CDM 2015 Know your place in the chain of responsibilities

A client, a principal contractor (PC) and a demolition contractor have racked up £30,500 in fines between them after a building collapsed on a demolition worker. The project they were jointly involved with consisted of demolishing and clearing a building and associated shops, and replacing them with a new building comprising of two ground floor rental units, residential flats above and a basement car park. The client engaged a PC, who in turn engaged a contractor to carry out the demolition work.

The Court was told that inexperienced and untrained workers were demolishing the building by hand when an internal wall and ceiling gave way and fell on one of them, who was consequently taken to hospital with fractures to his neck, back and ankle.

The Health and Safety Executive (HSE) investigation found that the demolition contractor had failed to provide a safe system of work as the workers were demolishing the structure with hand tools rather than mechanical equipment. The company had also failed to ensure the electrical supply had been isolated prior to work starting and had not planned for the safe removal of asbestos cement sheets.  In addition, there was no edge protection around holes in the floor and the welfare facilities were inadequate.

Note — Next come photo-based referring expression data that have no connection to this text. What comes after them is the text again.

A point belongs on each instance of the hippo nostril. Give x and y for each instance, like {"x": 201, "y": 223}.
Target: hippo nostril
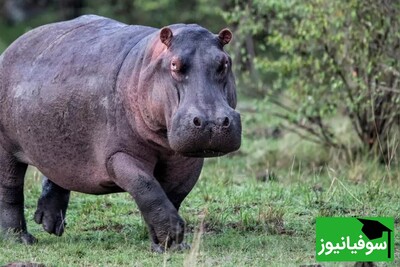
{"x": 197, "y": 121}
{"x": 226, "y": 122}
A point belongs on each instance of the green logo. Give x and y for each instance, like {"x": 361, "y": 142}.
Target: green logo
{"x": 354, "y": 239}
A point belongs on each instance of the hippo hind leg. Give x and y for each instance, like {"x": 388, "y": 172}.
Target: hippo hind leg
{"x": 12, "y": 219}
{"x": 52, "y": 207}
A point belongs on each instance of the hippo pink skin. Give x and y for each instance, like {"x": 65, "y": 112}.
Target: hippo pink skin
{"x": 101, "y": 107}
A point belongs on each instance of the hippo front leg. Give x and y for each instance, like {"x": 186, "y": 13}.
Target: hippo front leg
{"x": 165, "y": 225}
{"x": 52, "y": 207}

Consequently the PC was found to have not appointed a suitable and experienced demolition contractor, had failed to regularly monitor the activities on site or to ensure the provision of adequate welfare facilities. The investigation also found that the client should have taken steps to ensure that the PC complied with its legal duties.

The demolition contractor was fined £20,000 after it admitted breaching Regs 15(7) and 20(1) of the Construction (Design and Management) Regulations 2015 for employing workers who had not been trained and for failing to safely plan the demolition work.

The PC pleaded guilty to breaching Regs 13(1) and 13(4) of the same regulations for failing to provide an induction session for workers, and for not planning, managing and monitoring the work to ensure it was carried out safely. It was fined £6,000.

The client admitted breaching Regs 4(1), 4(2)(a) and 4(2)(b) of the CDM Regulations 2015, which cover client duties for managing projects. It was fined £4,500.

This incident and the resulting prosecution demonstrates what can happen when persons who need to co-operate, or have a duty to manage fail to live up to their responsibilities.

This is a good time to ensure risk assessments, standards, training and supervision are appropriate, up-to-date and the provisions of your health and safety policy are being applied in practice. You should bring this Safety Alert to the attention of all personnel who need to take action.